Rohit Chopra, a managing director and portfolio manager in charge of Lazard Asset Management’s emerging markets value strategy, based in New York, admits that Australian investors – as with investors elsewhere – are picking up some emerging markets exposure via their existing Aussie shares and global portfolios and it is difficult to calculate exactly how much.
“If we look at the Australian stock market as a starting point, it does have a large exposure to one particular part of the emerging markets/Asian story, specifically to global fixed asset investments in China, via the large resources companies, such as BHP and Rio,” he says.
“In addition, if you think about second derivative effects, the Australian economy is highly dependent on mining (for example the iron ore price), and if the economy slows, this has implications for employment, which impacts housing prices which in turn is critical for another very large part of our stock market, the banks (the top four make up more than 30 per cent of the S&P/ASX200 index).
“But, we would also note that the resources component of the ‘China story’ is actually the story of the last decade. Looking forward, as the Chinese economy diversifies more into one driven by the consumer and services sectors, it will become less critical.”
With respect to their global ex-Australia portfolios, which generally make up about half of the entire equities allocations for many super funds, it is true that they also generate revenues out of the emerging markets.
Chopra says: “For example, in the consumer space, exposure to stocks like Unilever would be tapping into the same emerging markets growth story that many of our emerging markets portfolio holdings are seeking to benefit from. However, many global equity portfolios tend to be ‘underweight’ emerging markets (compared to the MSCI ACWI index) and have different objectives.
“In terms of investing in emerging markets strategies, the emerging economies account for 50 per cent of the world’s GDP (PPP) and 80 per cent of the world’s population. Therefore, in our view, a direct exposure to these markets makes sense. We would also comment that there will be winners and losers from a company perspective in both emerging and developed markets – stock picking is very important.”
Lazard, of course, is a stock picker and has been managing money for Australian investors for a long time. Its numbers can therefore be taken as reasonably indicative of a super fund’s experience in the asset class. The Lazard emerging markets equity fund has returned 8.3 per cent a year since October 1997 to December last, in Aussie dollars before fees.
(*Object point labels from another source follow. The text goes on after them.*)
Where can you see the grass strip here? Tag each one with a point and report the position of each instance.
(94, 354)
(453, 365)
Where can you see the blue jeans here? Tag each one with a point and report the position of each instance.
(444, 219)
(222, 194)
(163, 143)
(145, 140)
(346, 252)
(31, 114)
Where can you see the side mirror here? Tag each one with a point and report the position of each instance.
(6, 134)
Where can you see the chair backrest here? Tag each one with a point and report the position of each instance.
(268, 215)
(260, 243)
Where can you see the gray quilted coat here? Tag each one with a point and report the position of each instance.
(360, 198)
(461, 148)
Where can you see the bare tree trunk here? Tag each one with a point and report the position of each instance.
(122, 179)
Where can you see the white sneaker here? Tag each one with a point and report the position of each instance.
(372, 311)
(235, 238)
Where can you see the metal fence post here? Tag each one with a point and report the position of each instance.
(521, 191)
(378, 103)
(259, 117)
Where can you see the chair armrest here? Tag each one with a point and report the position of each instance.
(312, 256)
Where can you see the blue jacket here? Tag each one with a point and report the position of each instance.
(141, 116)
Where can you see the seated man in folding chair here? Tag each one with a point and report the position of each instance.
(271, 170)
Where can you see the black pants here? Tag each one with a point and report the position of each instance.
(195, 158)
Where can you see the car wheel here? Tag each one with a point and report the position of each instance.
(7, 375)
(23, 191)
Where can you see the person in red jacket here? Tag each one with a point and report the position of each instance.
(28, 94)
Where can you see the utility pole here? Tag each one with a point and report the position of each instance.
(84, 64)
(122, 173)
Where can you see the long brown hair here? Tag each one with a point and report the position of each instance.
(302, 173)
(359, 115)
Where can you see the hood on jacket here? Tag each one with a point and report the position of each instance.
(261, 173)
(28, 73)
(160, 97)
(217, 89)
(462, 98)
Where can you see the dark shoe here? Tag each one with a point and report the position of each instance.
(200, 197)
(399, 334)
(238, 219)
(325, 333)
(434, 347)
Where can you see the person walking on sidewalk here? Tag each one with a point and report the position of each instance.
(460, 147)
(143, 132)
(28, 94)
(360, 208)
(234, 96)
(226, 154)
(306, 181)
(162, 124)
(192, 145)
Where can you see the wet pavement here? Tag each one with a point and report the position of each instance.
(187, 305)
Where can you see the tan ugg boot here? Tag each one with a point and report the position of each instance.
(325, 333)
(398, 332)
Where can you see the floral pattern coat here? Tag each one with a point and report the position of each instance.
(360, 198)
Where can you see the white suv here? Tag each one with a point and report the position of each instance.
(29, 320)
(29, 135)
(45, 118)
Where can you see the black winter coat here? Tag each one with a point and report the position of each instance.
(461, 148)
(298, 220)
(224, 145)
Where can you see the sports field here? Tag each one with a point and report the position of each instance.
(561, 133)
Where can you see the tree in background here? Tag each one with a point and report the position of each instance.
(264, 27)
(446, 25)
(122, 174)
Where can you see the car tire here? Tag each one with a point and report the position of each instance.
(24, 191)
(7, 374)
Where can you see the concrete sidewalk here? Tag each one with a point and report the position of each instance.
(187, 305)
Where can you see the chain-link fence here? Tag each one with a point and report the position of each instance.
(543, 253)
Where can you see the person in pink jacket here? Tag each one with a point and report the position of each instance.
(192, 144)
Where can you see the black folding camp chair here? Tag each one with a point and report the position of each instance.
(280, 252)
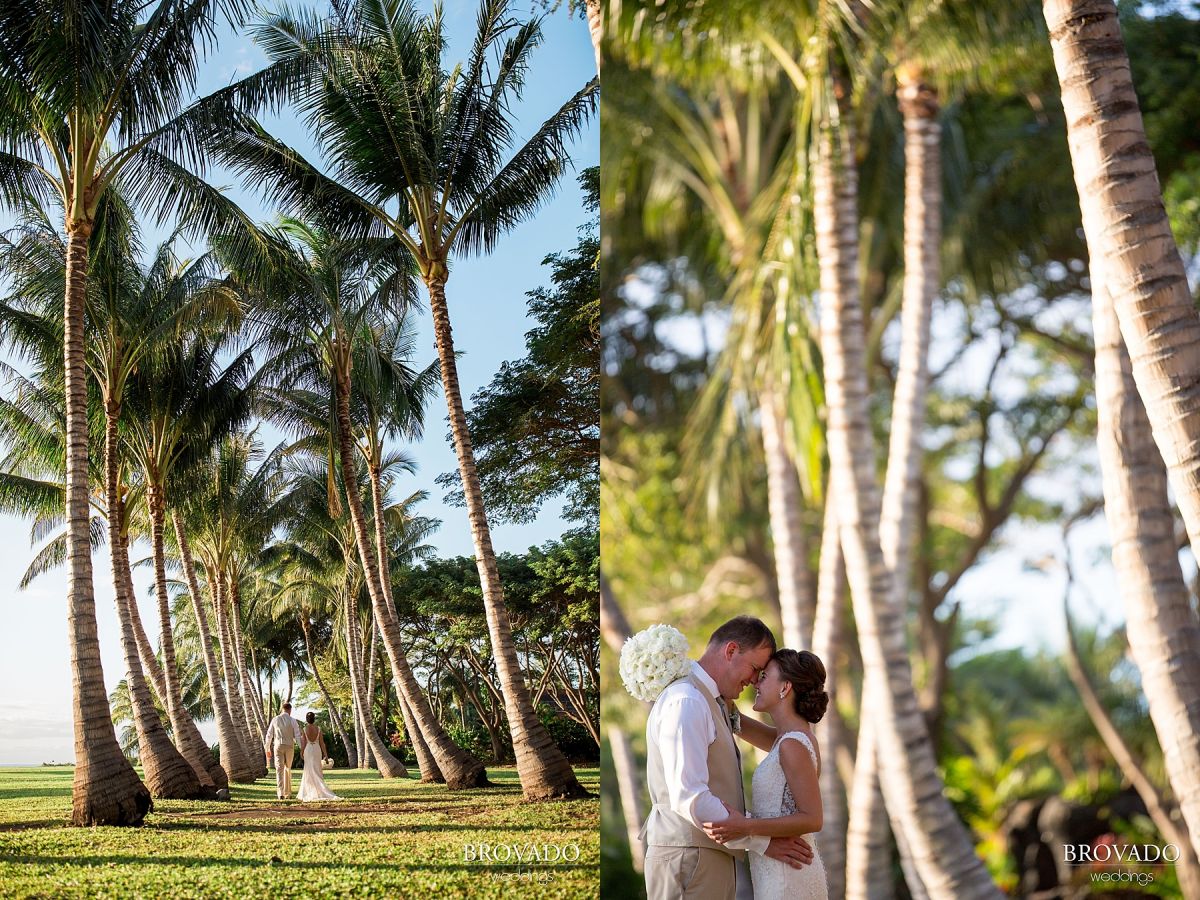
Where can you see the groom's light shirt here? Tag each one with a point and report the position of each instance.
(682, 727)
(283, 730)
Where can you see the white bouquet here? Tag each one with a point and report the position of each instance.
(652, 659)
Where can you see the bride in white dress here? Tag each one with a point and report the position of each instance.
(312, 744)
(785, 793)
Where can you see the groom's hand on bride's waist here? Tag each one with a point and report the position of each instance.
(795, 851)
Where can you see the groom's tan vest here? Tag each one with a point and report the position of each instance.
(667, 828)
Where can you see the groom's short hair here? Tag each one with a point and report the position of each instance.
(747, 631)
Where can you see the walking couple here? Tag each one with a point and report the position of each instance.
(279, 743)
(699, 837)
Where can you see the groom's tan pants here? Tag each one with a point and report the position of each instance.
(283, 769)
(691, 873)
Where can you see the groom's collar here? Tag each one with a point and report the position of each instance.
(706, 679)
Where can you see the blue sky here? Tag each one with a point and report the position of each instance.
(487, 307)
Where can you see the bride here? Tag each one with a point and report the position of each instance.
(312, 751)
(785, 792)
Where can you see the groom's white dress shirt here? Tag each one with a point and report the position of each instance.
(683, 729)
(283, 731)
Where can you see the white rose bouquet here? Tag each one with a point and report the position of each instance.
(652, 659)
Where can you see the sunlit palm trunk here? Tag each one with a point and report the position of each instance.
(167, 773)
(187, 737)
(388, 765)
(940, 844)
(787, 538)
(429, 766)
(334, 717)
(922, 249)
(828, 633)
(460, 768)
(106, 790)
(1161, 624)
(234, 756)
(544, 771)
(1129, 238)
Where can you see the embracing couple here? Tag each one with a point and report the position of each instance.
(699, 835)
(280, 743)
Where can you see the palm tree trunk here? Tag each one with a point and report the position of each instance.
(460, 768)
(106, 790)
(1187, 869)
(167, 773)
(429, 766)
(544, 771)
(940, 844)
(1164, 639)
(237, 708)
(234, 760)
(389, 766)
(922, 246)
(828, 627)
(787, 535)
(321, 684)
(187, 737)
(1129, 240)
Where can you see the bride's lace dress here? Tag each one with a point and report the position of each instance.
(312, 786)
(771, 797)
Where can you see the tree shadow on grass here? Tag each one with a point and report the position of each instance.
(233, 863)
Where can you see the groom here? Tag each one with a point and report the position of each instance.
(694, 765)
(280, 744)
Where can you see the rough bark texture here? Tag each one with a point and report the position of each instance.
(787, 538)
(544, 771)
(461, 769)
(234, 760)
(1164, 639)
(828, 628)
(166, 772)
(106, 789)
(940, 844)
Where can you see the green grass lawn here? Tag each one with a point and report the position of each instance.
(388, 839)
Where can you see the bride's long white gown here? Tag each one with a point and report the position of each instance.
(312, 786)
(771, 797)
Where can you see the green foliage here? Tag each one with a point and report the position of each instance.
(534, 429)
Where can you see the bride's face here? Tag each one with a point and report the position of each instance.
(768, 688)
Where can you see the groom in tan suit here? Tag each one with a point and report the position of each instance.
(694, 767)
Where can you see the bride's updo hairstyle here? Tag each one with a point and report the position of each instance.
(805, 672)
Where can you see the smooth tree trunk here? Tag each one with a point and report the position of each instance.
(1164, 639)
(106, 790)
(787, 538)
(321, 684)
(425, 761)
(544, 771)
(388, 765)
(922, 276)
(1187, 869)
(828, 633)
(1129, 240)
(234, 756)
(167, 774)
(940, 844)
(461, 769)
(187, 737)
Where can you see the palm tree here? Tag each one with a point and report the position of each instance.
(1138, 264)
(325, 303)
(95, 93)
(400, 130)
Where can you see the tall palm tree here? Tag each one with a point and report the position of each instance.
(442, 147)
(95, 91)
(1133, 252)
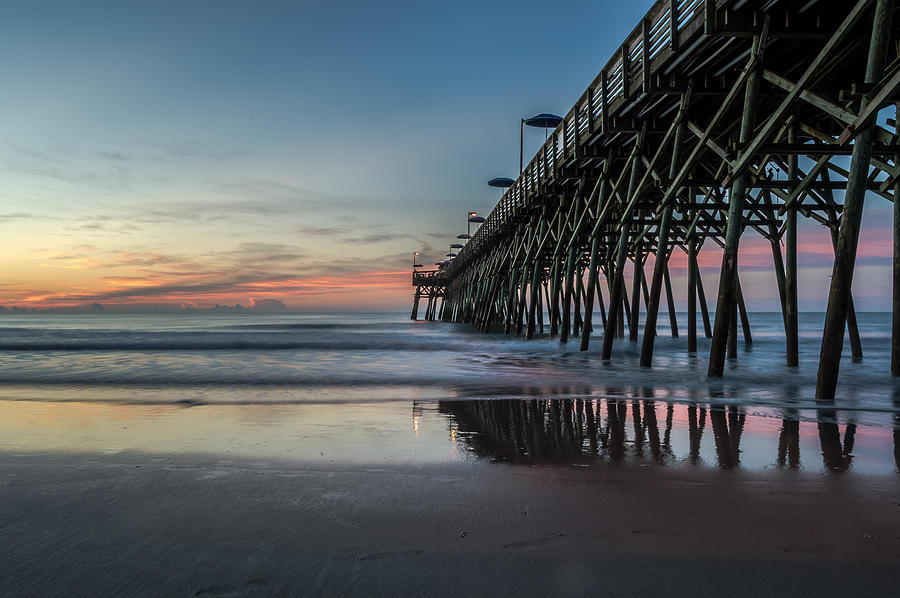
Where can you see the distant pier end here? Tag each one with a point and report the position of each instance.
(431, 284)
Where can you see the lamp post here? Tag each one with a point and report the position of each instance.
(541, 121)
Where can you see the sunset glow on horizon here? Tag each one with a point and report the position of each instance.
(183, 156)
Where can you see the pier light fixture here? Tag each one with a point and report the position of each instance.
(541, 121)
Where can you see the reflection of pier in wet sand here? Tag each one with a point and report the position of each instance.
(579, 431)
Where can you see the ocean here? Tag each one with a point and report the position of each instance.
(254, 384)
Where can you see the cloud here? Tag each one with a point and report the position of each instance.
(267, 305)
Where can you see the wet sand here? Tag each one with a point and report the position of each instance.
(192, 526)
(460, 498)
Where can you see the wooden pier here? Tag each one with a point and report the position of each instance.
(430, 284)
(714, 118)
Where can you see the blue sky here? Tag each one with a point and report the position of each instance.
(300, 151)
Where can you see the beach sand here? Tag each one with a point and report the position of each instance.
(182, 523)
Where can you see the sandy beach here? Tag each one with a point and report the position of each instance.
(153, 525)
(183, 523)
This compares with 5.6 per cent for the MSCI emerging markets index over the same period.
The Lazard global thematic equity fund, which is managed by a team who joined the firm in 2003 and is the main global fund for Lazard’s Australian clients, has returned 8.0 per cent between October 2003 and December last, against the MSCI World ex-Australia index return of 6.0 per cent. The Lazard emerging markets fund has returned 13.0 per cent since 2003, compared with the MSCI emerging markets index return of 9.4 per cent.
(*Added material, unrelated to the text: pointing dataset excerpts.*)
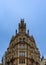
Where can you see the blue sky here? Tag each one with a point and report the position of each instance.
(34, 14)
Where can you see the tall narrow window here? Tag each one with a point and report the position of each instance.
(22, 46)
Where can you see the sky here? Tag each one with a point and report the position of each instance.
(34, 14)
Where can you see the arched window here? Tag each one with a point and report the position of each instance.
(21, 46)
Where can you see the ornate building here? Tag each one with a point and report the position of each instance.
(22, 49)
(43, 61)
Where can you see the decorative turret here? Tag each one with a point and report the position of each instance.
(22, 26)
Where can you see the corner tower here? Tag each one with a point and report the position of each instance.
(22, 27)
(22, 49)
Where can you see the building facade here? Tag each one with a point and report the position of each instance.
(22, 49)
(43, 61)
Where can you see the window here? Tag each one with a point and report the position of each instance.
(22, 46)
(21, 54)
(21, 39)
(21, 61)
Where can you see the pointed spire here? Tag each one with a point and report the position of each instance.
(22, 26)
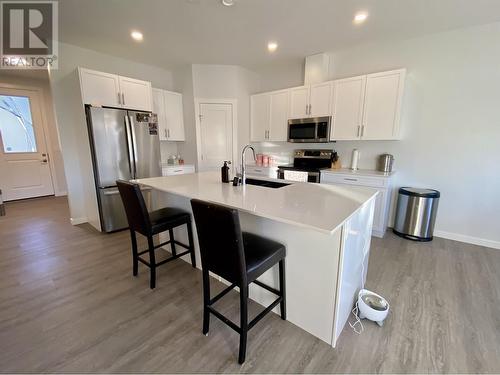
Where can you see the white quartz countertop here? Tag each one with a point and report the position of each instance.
(358, 172)
(315, 206)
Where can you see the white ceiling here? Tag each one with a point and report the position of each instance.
(206, 32)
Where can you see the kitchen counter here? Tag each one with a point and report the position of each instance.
(358, 172)
(315, 206)
(326, 230)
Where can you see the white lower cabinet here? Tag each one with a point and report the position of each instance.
(382, 202)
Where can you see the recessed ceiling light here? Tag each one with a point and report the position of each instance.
(360, 17)
(137, 35)
(272, 46)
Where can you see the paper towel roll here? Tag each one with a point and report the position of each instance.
(355, 159)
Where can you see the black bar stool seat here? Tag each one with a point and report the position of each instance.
(260, 254)
(238, 257)
(151, 223)
(166, 218)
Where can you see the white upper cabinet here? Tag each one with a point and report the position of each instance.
(100, 88)
(320, 99)
(105, 89)
(363, 107)
(278, 127)
(347, 108)
(384, 92)
(299, 102)
(168, 106)
(260, 115)
(135, 94)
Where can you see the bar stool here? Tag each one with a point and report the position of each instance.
(239, 258)
(150, 224)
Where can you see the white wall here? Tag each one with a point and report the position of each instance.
(41, 82)
(71, 118)
(215, 82)
(450, 122)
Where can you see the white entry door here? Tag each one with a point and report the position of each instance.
(216, 135)
(24, 166)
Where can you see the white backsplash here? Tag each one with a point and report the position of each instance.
(369, 151)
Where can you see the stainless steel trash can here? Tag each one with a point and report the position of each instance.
(416, 213)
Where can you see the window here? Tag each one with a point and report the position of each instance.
(16, 124)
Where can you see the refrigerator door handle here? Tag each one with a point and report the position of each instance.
(134, 144)
(130, 147)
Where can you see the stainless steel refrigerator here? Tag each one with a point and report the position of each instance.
(124, 145)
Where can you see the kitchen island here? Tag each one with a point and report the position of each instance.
(326, 230)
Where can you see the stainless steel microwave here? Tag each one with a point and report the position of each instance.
(309, 130)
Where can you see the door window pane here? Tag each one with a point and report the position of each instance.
(16, 125)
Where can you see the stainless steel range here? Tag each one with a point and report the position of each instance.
(310, 161)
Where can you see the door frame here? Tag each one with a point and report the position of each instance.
(234, 104)
(39, 92)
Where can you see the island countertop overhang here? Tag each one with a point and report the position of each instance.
(318, 207)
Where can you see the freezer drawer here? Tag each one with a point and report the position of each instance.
(111, 209)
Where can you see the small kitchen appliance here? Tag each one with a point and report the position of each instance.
(385, 163)
(310, 161)
(372, 306)
(309, 130)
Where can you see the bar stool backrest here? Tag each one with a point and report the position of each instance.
(135, 207)
(221, 241)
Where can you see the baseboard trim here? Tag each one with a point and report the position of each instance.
(468, 239)
(78, 220)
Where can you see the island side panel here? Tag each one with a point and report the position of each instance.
(311, 267)
(311, 273)
(353, 263)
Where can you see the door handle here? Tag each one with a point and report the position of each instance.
(130, 147)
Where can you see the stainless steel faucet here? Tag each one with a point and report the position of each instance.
(243, 174)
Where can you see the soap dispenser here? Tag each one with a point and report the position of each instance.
(225, 171)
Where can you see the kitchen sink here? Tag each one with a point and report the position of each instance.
(265, 183)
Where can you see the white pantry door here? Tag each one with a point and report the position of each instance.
(24, 166)
(216, 135)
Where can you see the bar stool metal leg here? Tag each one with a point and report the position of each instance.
(135, 260)
(243, 323)
(206, 302)
(191, 244)
(152, 262)
(282, 289)
(172, 242)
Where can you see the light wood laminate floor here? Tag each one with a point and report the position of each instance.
(69, 303)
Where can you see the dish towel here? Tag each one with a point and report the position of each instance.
(296, 176)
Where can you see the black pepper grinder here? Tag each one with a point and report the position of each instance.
(225, 171)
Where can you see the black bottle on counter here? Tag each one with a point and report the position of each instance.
(225, 171)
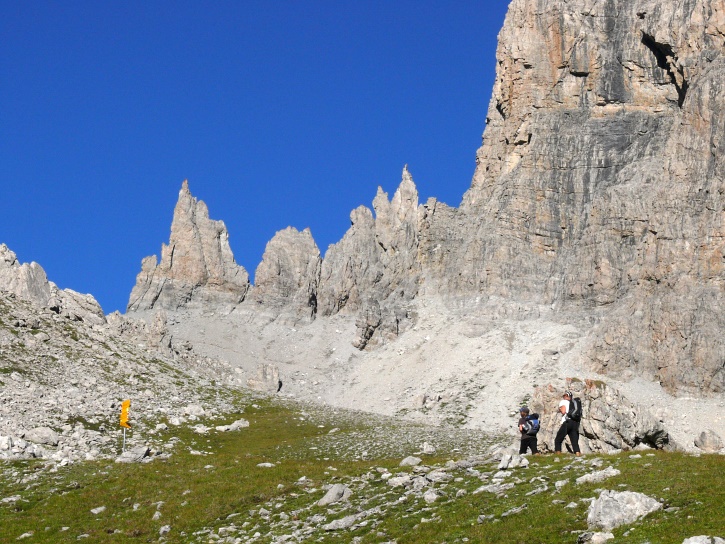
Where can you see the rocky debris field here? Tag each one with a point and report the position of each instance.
(417, 484)
(426, 493)
(62, 381)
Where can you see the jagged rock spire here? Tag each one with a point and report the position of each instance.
(197, 266)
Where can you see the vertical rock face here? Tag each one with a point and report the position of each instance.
(288, 276)
(197, 266)
(598, 195)
(25, 280)
(374, 269)
(29, 282)
(599, 185)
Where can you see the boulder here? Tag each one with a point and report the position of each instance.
(267, 379)
(610, 421)
(612, 509)
(42, 435)
(338, 492)
(197, 267)
(709, 442)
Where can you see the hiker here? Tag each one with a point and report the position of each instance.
(528, 427)
(569, 426)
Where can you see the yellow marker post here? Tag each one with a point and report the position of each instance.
(125, 405)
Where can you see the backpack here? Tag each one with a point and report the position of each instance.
(531, 425)
(575, 409)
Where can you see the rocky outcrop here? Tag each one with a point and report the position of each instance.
(599, 185)
(29, 282)
(610, 422)
(267, 379)
(374, 270)
(197, 267)
(597, 199)
(287, 278)
(612, 509)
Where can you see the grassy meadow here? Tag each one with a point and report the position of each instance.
(211, 489)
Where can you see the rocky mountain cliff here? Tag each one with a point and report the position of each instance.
(597, 202)
(588, 250)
The two big markets in the Asia Pacific region – India and China – appear to be benefitting from new governments as well as the transformation of their economies towards consumption and services. Indonesia, too, is looking at structural reforms under its new government, whereas Brazil has a question mark over it.
Chopra says that although Brazil elected a left-leaning government last year, the early signs of it addressing some of the country’s past excesses were positive.
Although Lazard is a value manager, Chopra says that categorization according to value or growth in emerging markets is not particularly useful. The complexities at the stock and country level tend to overwhelm such categorisations, he says.
“For example, our emerging markets equity fund is currently overweight the technology and telecom sectors. Our relative value style of investing focuses on the trade-off between ‘what you pay’ and ‘what you get’. We like free cash flow, good profitability and high return on equity. In many IT Services companies and companies involved with smart phones in Taiwan and Korea, we are seeing exactly these types of financial outcomes.”